Natural habitat – The red carpet, and Cannes programming head Thierry Fremaux, who, in contrast to his predececessor, Gilles Jacob, is a tactile kind of guy, will hug these directors a lot longer than he hugs Ron Howard. If they go in for that sort of thing. You can often encounter them eating at the strong second tier of Cannes restaurants.

You won’t see them – More than 50 yards off the Croisette as long as they’re in Cannes proper. I did once see Wong Kar Wai at the Matisse chapel in Vence, however.

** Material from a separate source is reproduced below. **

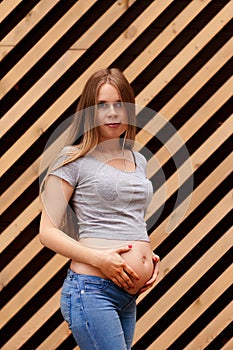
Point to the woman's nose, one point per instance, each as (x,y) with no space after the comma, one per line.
(111,110)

The Falling Star — Or, “I could’ve been a contender” — the difference between these guys and the guys in the above categories is that they keep showing up, but people aren’t that interested anymore. Clearest symptom is a sudden inexplicable drop in category — Olivier Assayas used to show up in Competition and the Director’s Fortnight. This year, he’s a midnight screening. Secondary symptom, a review in Screen or Variety will refer to your “lagging auteur status”. Yeah, we’re talking about you, Abel Ferrara, with your go go dancer movie. Hmmmmm…. Possible correlative factor: Your film stars Asia Argento in her underwear.

The Rising Star — Any director making his debut in the Competition after appearances in in other categories — Carlos Reygada this year. (Yes, I know I’ve already mentioned him, but there are category overlaps) Lee Chang-Dong, Korean director of Secret Sunshine. One area that becomes a little confusing is determining whether your director is a true rising star or someone benefiting from a sudden inflation of his national cinema, like the year every Iranian film in the festival got a prize from someone. (2000 — I was on the FIPRESCI Jury that year. We gave a prize to an Iranian film.)